His owner was going through marital problems and I guess the dog was banned from his house. He seems to do this “scream” on certain occasions, when picked up, when his leash got gently wrapped around a short growing plant like cut corn stalks, he freaked out when I picked up a stick. He was with young children, tormented by a cat when tied up, and I wonder about many of his behaviors and what they stem from. He was transported from the breeder to his original family by someone else, was the last left in the litter, and when I finally got the name of the breeder, she did not seem very willing to talk, and I asked about the parents. She said his father was a good hunter but she got rid of him when one puppy had a genetic disorder, the name of which I cannot remember.

Hank allows his nails to be trimmed with no problems, seems dedicated and loving, has gotten used to our cat (took a year) and immediately enjoyed the company of our 6 year old standard black and tan smooth female. The cat and both dogs are about the same size. Hank immediately became dominant to our female and we had a few skirmishes over animals that were “caught”. They pulled a squirrel in half.

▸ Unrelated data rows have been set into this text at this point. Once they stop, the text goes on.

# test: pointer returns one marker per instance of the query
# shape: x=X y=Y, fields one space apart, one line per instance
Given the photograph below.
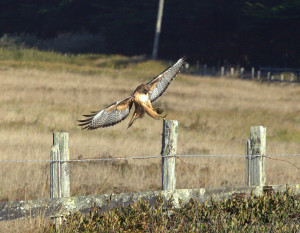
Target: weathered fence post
x=252 y=72
x=169 y=146
x=247 y=152
x=242 y=72
x=232 y=71
x=258 y=75
x=255 y=167
x=222 y=71
x=60 y=179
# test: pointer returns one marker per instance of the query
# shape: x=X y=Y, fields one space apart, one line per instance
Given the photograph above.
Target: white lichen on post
x=64 y=166
x=169 y=147
x=257 y=152
x=247 y=152
x=60 y=171
x=54 y=174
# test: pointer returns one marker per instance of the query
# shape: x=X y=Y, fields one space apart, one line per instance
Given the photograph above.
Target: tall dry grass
x=214 y=115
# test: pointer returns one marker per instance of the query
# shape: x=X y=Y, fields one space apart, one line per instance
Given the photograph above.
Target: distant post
x=169 y=147
x=222 y=71
x=60 y=171
x=252 y=72
x=255 y=162
x=157 y=29
x=242 y=72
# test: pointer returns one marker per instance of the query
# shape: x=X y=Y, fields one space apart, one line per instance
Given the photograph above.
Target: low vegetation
x=42 y=92
x=273 y=212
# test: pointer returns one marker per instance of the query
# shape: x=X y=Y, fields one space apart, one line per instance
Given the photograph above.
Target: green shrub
x=269 y=213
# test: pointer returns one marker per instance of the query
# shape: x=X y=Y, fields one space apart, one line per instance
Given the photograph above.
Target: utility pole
x=157 y=30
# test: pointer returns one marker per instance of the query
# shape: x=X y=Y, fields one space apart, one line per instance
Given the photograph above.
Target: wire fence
x=141 y=157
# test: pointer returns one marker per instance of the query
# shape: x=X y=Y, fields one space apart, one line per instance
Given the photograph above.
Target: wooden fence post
x=247 y=152
x=252 y=72
x=222 y=71
x=60 y=171
x=255 y=166
x=54 y=173
x=169 y=146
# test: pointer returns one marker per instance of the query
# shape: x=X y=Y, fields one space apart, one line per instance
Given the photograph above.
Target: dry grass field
x=42 y=93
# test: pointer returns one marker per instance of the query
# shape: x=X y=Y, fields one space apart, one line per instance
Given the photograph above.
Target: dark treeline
x=246 y=32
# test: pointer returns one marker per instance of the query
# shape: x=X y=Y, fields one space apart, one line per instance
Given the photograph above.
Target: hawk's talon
x=163 y=117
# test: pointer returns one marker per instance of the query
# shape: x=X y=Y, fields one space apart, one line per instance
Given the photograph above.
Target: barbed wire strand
x=140 y=157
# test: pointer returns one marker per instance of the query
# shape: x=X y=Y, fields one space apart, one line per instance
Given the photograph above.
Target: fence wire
x=140 y=157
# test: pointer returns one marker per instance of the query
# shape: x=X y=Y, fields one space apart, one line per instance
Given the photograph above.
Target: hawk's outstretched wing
x=109 y=116
x=160 y=83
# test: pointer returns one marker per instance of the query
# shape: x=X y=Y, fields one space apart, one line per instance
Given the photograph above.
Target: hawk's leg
x=159 y=110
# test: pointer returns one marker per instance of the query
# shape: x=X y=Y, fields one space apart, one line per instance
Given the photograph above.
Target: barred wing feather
x=109 y=116
x=160 y=84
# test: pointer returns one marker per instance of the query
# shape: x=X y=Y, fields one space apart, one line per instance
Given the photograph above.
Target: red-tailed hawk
x=142 y=98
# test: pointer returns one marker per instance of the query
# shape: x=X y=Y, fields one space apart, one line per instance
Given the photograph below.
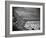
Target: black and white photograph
x=25 y=18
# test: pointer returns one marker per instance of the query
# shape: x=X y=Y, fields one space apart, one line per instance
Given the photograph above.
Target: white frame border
x=32 y=31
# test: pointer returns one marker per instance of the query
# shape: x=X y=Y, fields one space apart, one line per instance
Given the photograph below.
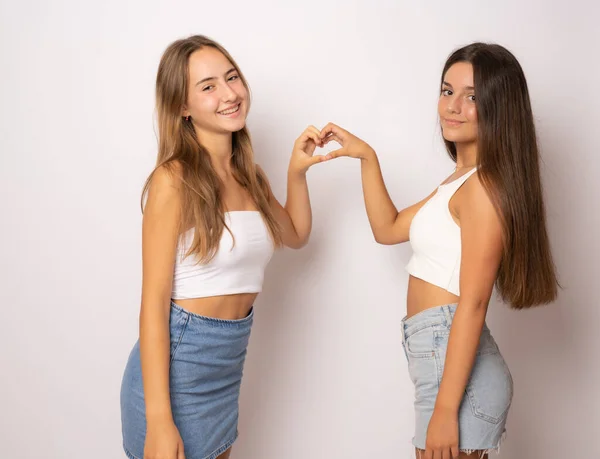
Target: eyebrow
x=469 y=88
x=203 y=80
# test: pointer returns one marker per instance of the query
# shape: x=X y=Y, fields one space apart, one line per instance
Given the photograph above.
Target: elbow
x=298 y=242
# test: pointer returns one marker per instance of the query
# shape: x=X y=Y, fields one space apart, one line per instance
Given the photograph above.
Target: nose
x=454 y=105
x=228 y=94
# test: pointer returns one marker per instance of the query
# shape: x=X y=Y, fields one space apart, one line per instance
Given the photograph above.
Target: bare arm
x=296 y=217
x=387 y=224
x=159 y=240
x=482 y=244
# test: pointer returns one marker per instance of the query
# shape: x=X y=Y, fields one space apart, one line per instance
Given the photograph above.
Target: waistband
x=431 y=317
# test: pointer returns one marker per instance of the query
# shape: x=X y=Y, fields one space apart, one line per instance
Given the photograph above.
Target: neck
x=466 y=155
x=220 y=149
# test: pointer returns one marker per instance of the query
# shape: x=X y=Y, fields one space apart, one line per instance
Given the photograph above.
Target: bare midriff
x=422 y=295
x=226 y=307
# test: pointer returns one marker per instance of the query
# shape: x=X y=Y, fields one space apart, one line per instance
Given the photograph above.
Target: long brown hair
x=508 y=166
x=178 y=145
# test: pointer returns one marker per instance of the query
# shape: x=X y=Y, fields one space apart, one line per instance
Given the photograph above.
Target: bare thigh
x=420 y=454
x=225 y=455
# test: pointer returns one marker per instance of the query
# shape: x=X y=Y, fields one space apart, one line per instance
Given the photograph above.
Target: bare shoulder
x=475 y=198
x=165 y=182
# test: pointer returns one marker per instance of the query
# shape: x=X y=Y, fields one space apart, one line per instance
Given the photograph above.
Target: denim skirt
x=488 y=395
x=206 y=363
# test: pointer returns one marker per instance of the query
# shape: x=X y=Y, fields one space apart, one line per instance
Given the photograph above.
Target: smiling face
x=217 y=100
x=456 y=106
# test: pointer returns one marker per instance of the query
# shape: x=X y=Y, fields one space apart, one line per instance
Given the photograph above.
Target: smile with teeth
x=230 y=111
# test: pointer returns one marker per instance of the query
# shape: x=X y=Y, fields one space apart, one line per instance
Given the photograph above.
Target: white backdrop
x=325 y=376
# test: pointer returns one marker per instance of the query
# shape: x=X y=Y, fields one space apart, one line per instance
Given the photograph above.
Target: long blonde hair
x=201 y=196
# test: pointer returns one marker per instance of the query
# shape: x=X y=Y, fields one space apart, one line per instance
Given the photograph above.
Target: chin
x=457 y=138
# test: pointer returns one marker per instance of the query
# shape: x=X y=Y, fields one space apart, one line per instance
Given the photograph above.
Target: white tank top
x=234 y=269
x=435 y=240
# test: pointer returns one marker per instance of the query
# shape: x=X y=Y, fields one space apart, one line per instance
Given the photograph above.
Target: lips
x=230 y=110
x=452 y=123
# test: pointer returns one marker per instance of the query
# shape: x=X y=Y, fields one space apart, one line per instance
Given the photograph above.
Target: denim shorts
x=205 y=373
x=488 y=395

Yikes. I know they are hunters, diggers and very brave with raccoons, woodchucks, etc.  Any help, or suggestions are greatly appreciated. I love my “baby” and he has plenty of yard (40 acres) away from cars which he does not like! We walk the woods on leash and most of the time he stays in the mowed area we call our yard. Can you explain this unusual behavior he shows?

Thanks again,



problem behavior dachshund, fear aggression dachshund
Adopting an adult dog can be a challenge

Dear Jeanne,
The first trip to the vet was not a happy experience when he lost control of his anal glands. This usually is related to extreme fear.  To sort that out, you need to take him to the vet for no reason at all so that he learns that going to the vet is not a bad thing. When you get there get the assistants to give him a treat and lots of praise and then go home.
It is good that you are able to remove the burdocks from him – many dogs don’t like this being done.
He seems to have had a problem upbringing in his previous home. Unfortunately, this will impact on his behaviour now. A dog’s most impressionable time is up to four months. Later in life a dog can revert back to these memories, but a new life and good handling will always help. It takes time!!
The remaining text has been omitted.